Is it because the address actually loaded from is not the same as that specified by the memory operand
Yes, pretty clearly that's the thing that separates it from a memory-destination shift.
The reg-reg version is 1 uop with 1 cycle latency on Intel, running on execution ports 0 or 6 on Intel Haswell and later for example, same as shifts. (Decoding an index to a 1-hot mask is cheaper than a general shifter, but since there are shift units presumably Intel just uses those.)

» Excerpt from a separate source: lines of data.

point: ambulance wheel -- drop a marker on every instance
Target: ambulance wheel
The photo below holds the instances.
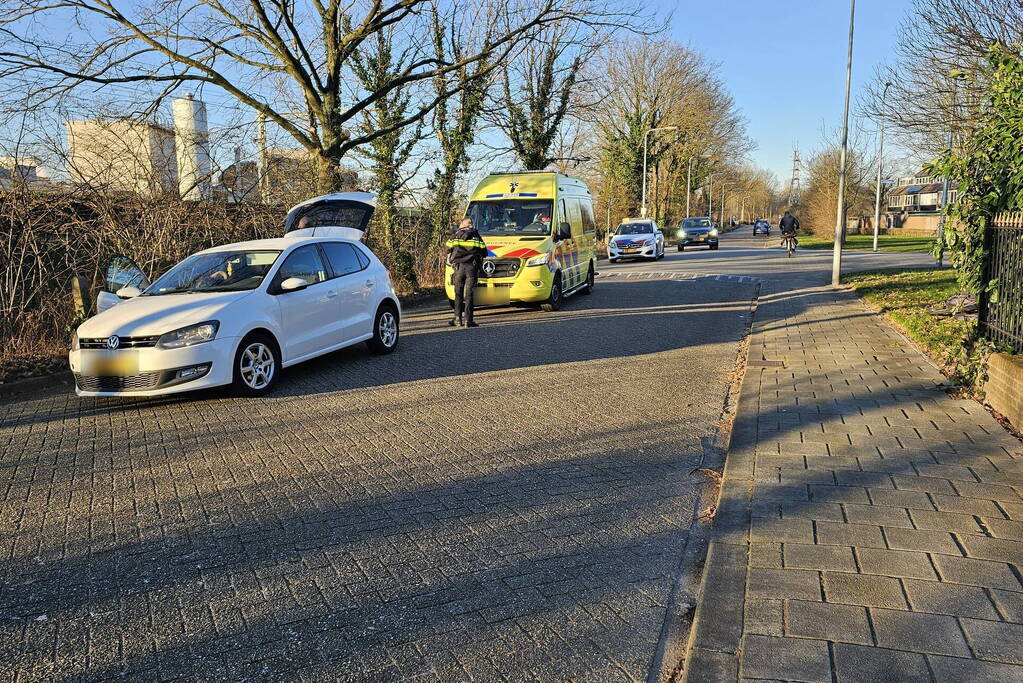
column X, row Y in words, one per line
column 557, row 296
column 588, row 288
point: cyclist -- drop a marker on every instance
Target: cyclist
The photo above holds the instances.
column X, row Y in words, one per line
column 789, row 226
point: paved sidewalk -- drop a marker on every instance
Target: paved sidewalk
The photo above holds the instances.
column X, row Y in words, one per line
column 871, row 526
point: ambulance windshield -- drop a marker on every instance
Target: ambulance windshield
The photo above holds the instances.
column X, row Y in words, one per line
column 512, row 217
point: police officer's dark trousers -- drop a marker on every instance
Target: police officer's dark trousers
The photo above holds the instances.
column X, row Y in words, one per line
column 463, row 280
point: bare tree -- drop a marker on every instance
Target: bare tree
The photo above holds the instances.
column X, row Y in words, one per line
column 377, row 61
column 455, row 118
column 937, row 43
column 647, row 84
column 820, row 192
column 288, row 60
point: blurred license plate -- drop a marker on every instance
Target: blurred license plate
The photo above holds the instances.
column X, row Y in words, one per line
column 109, row 363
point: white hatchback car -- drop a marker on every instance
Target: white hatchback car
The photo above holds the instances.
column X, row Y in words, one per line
column 636, row 238
column 237, row 314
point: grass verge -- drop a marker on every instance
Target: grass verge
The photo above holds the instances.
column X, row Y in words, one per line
column 861, row 242
column 904, row 297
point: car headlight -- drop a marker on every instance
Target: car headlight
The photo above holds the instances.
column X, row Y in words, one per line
column 189, row 336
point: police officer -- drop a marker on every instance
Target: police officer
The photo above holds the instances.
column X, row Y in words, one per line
column 465, row 253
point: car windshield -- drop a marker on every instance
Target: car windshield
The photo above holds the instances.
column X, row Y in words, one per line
column 216, row 271
column 634, row 229
column 512, row 217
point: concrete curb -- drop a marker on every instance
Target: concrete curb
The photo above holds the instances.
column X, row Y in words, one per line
column 685, row 603
column 712, row 650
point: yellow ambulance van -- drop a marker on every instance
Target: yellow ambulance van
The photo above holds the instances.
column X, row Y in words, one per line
column 540, row 235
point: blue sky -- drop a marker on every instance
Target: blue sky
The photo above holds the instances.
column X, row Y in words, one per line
column 784, row 61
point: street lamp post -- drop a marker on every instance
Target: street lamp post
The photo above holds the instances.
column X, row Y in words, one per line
column 881, row 155
column 646, row 140
column 688, row 189
column 720, row 218
column 710, row 195
column 840, row 214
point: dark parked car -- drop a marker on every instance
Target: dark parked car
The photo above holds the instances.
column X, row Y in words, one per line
column 697, row 232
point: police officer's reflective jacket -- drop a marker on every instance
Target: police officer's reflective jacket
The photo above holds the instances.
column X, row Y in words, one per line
column 466, row 246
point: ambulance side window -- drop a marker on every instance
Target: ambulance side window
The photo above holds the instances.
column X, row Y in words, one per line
column 574, row 217
column 588, row 224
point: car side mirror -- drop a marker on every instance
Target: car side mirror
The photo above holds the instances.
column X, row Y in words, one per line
column 128, row 292
column 294, row 284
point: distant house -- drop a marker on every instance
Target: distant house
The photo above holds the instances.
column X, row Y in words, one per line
column 914, row 203
column 291, row 177
column 28, row 169
column 123, row 155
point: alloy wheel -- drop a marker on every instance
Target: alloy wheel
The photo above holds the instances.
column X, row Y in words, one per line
column 388, row 329
column 257, row 365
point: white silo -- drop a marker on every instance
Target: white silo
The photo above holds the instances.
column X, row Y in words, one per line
column 192, row 143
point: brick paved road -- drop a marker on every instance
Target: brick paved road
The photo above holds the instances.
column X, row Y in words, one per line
column 871, row 526
column 483, row 504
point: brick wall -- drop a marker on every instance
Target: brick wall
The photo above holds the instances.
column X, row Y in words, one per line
column 1004, row 390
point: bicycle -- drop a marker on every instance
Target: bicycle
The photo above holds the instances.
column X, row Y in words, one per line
column 790, row 242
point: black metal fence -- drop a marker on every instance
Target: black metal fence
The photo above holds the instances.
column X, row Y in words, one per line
column 1002, row 310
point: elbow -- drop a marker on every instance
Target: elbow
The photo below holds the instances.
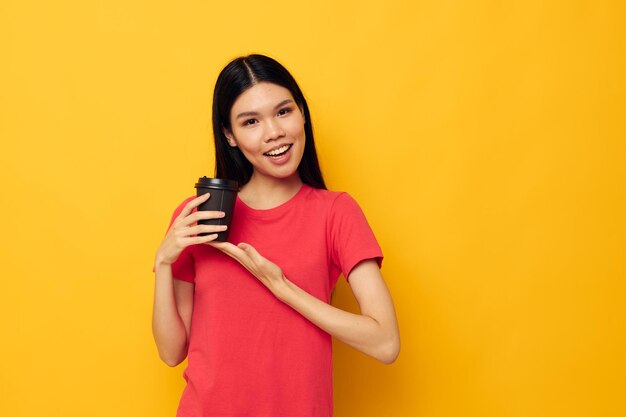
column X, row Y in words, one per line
column 171, row 362
column 389, row 352
column 172, row 359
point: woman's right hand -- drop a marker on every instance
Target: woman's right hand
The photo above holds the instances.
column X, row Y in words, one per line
column 184, row 231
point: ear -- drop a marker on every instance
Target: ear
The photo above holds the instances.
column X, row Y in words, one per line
column 229, row 137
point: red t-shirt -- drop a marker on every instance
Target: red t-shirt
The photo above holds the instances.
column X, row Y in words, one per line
column 249, row 353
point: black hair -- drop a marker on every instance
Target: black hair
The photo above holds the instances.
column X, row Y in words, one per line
column 239, row 75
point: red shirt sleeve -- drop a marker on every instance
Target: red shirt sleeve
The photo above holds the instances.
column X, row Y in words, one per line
column 183, row 268
column 351, row 237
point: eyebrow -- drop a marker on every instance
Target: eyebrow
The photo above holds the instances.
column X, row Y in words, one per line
column 253, row 113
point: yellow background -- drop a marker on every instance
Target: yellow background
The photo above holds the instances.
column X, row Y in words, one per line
column 484, row 140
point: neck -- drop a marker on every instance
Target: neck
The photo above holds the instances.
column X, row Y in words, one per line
column 264, row 193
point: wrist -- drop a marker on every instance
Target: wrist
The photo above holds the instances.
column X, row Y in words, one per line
column 281, row 288
column 160, row 262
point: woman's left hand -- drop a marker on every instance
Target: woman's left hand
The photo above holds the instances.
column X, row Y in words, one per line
column 265, row 270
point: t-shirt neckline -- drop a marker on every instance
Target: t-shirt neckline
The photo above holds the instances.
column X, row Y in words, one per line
column 274, row 211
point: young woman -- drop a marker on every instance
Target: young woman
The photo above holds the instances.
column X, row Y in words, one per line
column 253, row 316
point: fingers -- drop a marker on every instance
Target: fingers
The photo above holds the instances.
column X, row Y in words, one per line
column 205, row 228
column 200, row 215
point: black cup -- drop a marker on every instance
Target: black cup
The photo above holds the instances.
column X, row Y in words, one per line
column 223, row 196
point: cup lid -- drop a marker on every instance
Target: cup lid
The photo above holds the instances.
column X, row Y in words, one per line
column 206, row 182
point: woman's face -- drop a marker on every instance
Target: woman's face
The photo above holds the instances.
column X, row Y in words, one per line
column 268, row 127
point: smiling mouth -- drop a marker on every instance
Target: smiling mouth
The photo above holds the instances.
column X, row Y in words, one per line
column 276, row 153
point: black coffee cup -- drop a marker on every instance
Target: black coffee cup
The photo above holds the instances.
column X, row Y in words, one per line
column 223, row 196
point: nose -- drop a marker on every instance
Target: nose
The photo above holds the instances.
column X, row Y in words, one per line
column 273, row 130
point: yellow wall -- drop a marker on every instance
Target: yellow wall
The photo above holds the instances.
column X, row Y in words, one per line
column 484, row 140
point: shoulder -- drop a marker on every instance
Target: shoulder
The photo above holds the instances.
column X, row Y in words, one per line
column 332, row 199
column 336, row 204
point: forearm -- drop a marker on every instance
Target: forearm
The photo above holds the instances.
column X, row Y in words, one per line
column 168, row 328
column 378, row 339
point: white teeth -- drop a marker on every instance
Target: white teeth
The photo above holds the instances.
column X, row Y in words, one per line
column 278, row 151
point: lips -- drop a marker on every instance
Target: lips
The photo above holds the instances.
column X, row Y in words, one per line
column 278, row 151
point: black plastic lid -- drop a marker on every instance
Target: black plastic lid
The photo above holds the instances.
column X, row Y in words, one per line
column 219, row 183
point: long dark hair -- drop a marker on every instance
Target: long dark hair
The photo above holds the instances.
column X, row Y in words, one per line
column 239, row 75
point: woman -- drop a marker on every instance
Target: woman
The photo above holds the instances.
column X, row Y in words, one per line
column 254, row 318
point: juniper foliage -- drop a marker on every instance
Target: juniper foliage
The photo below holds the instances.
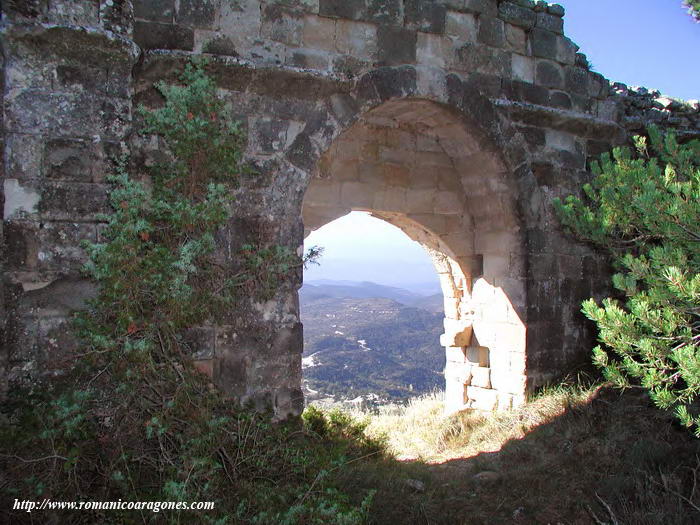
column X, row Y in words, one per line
column 132, row 418
column 643, row 207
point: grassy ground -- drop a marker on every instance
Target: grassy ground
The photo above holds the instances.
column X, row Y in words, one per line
column 573, row 455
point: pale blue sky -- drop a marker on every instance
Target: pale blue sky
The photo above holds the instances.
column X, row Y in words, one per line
column 652, row 43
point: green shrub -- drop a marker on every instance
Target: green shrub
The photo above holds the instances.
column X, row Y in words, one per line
column 643, row 207
column 132, row 419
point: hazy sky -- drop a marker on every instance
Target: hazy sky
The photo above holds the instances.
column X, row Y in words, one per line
column 652, row 43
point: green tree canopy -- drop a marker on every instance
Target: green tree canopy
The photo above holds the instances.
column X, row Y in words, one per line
column 643, row 208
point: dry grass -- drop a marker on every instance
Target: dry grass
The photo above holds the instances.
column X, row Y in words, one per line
column 573, row 455
column 421, row 431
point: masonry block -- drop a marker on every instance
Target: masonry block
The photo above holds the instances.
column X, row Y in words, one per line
column 155, row 10
column 516, row 15
column 482, row 398
column 396, row 46
column 425, row 16
column 356, row 38
column 319, row 33
column 491, row 31
column 549, row 74
column 462, row 26
column 152, row 35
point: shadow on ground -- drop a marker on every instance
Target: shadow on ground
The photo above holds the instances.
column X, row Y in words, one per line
column 613, row 459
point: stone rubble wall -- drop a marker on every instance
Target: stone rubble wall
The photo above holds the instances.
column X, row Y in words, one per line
column 505, row 96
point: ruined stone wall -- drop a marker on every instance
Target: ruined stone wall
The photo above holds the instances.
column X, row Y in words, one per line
column 507, row 104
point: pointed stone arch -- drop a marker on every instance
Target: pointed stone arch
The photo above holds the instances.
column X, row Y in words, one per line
column 414, row 163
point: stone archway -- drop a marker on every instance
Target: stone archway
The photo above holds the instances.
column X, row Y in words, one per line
column 413, row 163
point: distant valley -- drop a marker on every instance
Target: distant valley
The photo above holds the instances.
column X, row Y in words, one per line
column 370, row 343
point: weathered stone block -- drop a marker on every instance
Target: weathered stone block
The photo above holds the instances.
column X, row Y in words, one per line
column 491, row 31
column 487, row 7
column 549, row 74
column 79, row 160
column 319, row 33
column 556, row 10
column 483, row 59
column 73, row 201
column 21, row 198
column 482, row 398
column 23, row 154
column 462, row 26
column 577, row 80
column 309, row 59
column 516, row 39
column 551, row 23
column 455, row 354
column 457, row 332
column 523, row 68
column 566, row 51
column 349, row 9
column 448, row 202
column 396, row 46
column 598, row 85
column 155, row 10
column 199, row 342
column 152, row 35
column 282, row 25
column 219, row 45
column 196, row 13
column 481, row 377
column 434, row 50
column 544, row 44
column 516, row 15
column 424, row 16
column 385, row 12
column 560, row 99
column 358, row 39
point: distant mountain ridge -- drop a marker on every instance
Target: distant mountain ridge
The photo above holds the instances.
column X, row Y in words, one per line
column 363, row 341
column 430, row 301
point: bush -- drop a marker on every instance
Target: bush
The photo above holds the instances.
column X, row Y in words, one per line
column 643, row 207
column 132, row 419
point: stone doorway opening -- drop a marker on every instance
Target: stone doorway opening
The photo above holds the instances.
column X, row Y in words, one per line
column 373, row 315
column 417, row 165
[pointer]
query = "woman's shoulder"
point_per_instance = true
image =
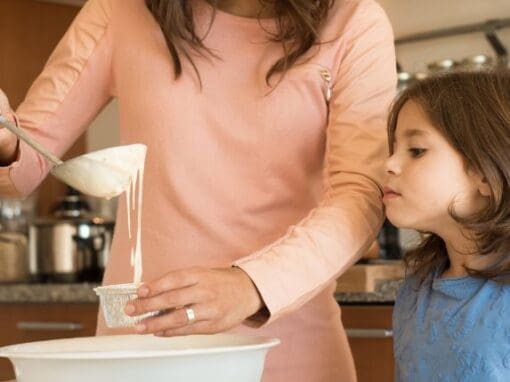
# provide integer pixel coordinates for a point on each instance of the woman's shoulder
(352, 13)
(357, 19)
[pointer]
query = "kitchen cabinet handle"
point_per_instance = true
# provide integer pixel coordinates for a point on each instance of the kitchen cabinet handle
(41, 325)
(369, 333)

AMD for some reason runs bts reg,reg
as 2 uops, slower than simple shifts. IDK why, maybe something about the FLAGS setting.
bts mem, imm8
is also pretty normal, 3 front-end uops on Intel. xor mem, imm8
is only 2 front-end uops, but that's because it can micro-fuse the load+xor. not mem
is 3 front-end uops, only micro-fusing the store-address and store-uop instructions.
and this confuses some frontend mechanism for tracking memory accesses?
No. The front-end doesn't track memory accesses, that's the back end.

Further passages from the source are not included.